The biggest thing for Hendricks to concern himself with is not trying to knock Condit's head off with every strike thrown. When he thinks about the knockout too much or tries too hard for it, it doesn't happen. He has to let it come naturally as he definitely has the raw natural power to pull off a stoppage via strikes.
Fight X-Factor: This biggest factor for this fight might be distraction. Johny Hendricks has been bounced around in terms of his opponents before the bout (as has Condit) but he's been talking so much about Georges St. Pierre, how the champ is afraid of him, why he deserved the title fight over Diaz, that he might not be 100% focused on one of the most dangerous opponents he's ever faced in his entire career. Condit is going to be prepared guaranteed, as just about every fighter out of Jackson's MMA tries to make sure every base has been covered before a fight. If Hendricks comes into the bout with too big of a chip on his shoulder, it could lead to negative consequences.
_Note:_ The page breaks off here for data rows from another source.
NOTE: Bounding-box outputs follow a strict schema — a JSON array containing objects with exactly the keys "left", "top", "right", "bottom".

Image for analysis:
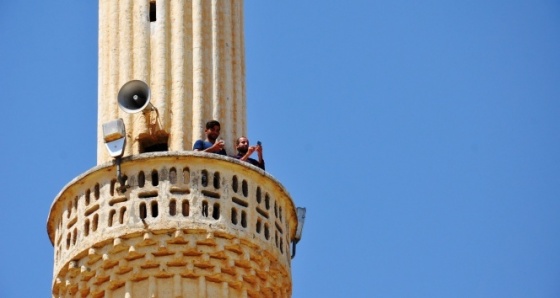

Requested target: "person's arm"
[
  {"left": 240, "top": 146, "right": 255, "bottom": 161},
  {"left": 204, "top": 140, "right": 225, "bottom": 153},
  {"left": 255, "top": 145, "right": 264, "bottom": 170}
]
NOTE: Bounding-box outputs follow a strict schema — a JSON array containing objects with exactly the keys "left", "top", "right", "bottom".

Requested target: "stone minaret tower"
[{"left": 47, "top": 0, "right": 303, "bottom": 297}]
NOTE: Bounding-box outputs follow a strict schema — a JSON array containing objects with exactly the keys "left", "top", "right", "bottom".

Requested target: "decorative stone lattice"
[{"left": 47, "top": 152, "right": 297, "bottom": 297}]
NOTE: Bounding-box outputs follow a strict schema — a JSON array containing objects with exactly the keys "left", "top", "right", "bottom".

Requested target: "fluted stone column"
[
  {"left": 97, "top": 0, "right": 247, "bottom": 164},
  {"left": 47, "top": 0, "right": 298, "bottom": 298}
]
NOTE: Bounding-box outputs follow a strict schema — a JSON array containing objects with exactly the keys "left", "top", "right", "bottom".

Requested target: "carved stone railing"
[{"left": 47, "top": 152, "right": 297, "bottom": 297}]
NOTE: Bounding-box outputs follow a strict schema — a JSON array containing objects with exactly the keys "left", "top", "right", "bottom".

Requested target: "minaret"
[{"left": 47, "top": 0, "right": 304, "bottom": 297}]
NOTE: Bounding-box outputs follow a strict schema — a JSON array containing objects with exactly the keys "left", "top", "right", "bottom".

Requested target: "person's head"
[
  {"left": 204, "top": 120, "right": 220, "bottom": 142},
  {"left": 235, "top": 137, "right": 249, "bottom": 154}
]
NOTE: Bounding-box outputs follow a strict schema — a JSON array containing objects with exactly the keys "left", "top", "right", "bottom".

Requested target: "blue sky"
[{"left": 0, "top": 0, "right": 560, "bottom": 298}]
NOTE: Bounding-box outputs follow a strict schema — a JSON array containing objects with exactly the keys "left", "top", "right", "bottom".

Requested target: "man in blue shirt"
[{"left": 193, "top": 120, "right": 227, "bottom": 155}]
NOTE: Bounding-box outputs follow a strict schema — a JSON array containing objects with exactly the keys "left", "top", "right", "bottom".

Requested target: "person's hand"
[
  {"left": 212, "top": 140, "right": 225, "bottom": 152},
  {"left": 247, "top": 146, "right": 256, "bottom": 155}
]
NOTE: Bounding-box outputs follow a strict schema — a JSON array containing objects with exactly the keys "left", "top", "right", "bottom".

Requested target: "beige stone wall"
[
  {"left": 97, "top": 0, "right": 246, "bottom": 164},
  {"left": 47, "top": 152, "right": 297, "bottom": 297}
]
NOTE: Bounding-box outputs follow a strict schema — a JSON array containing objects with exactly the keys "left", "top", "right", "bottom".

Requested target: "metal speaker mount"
[{"left": 117, "top": 80, "right": 150, "bottom": 114}]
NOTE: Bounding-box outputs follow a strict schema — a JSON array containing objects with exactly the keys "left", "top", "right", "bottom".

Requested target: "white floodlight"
[
  {"left": 103, "top": 118, "right": 126, "bottom": 157},
  {"left": 103, "top": 118, "right": 126, "bottom": 192}
]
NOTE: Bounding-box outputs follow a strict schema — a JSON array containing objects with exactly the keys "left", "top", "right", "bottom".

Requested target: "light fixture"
[
  {"left": 102, "top": 118, "right": 126, "bottom": 192},
  {"left": 292, "top": 207, "right": 306, "bottom": 259}
]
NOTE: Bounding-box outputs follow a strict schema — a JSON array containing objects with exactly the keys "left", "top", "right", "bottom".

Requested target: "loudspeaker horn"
[{"left": 117, "top": 80, "right": 150, "bottom": 114}]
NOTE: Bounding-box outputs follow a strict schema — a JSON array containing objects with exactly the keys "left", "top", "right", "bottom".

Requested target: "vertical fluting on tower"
[
  {"left": 97, "top": 0, "right": 246, "bottom": 164},
  {"left": 47, "top": 0, "right": 301, "bottom": 298}
]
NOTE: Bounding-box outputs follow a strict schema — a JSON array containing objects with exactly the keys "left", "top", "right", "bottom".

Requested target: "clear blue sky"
[{"left": 0, "top": 0, "right": 560, "bottom": 298}]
Bottom Line: This fight is going to be amazing. Both men have incredibly finishing ability, are capable of turning the tide of a fight at any moments notice and are motivated to the max. Condit can put himself right back in title contention with a huge win and Hendricks will finally get the shot he feels he's been owed for nearly a year now if he can walk away the winner. Expect some serious fireworks at any moment.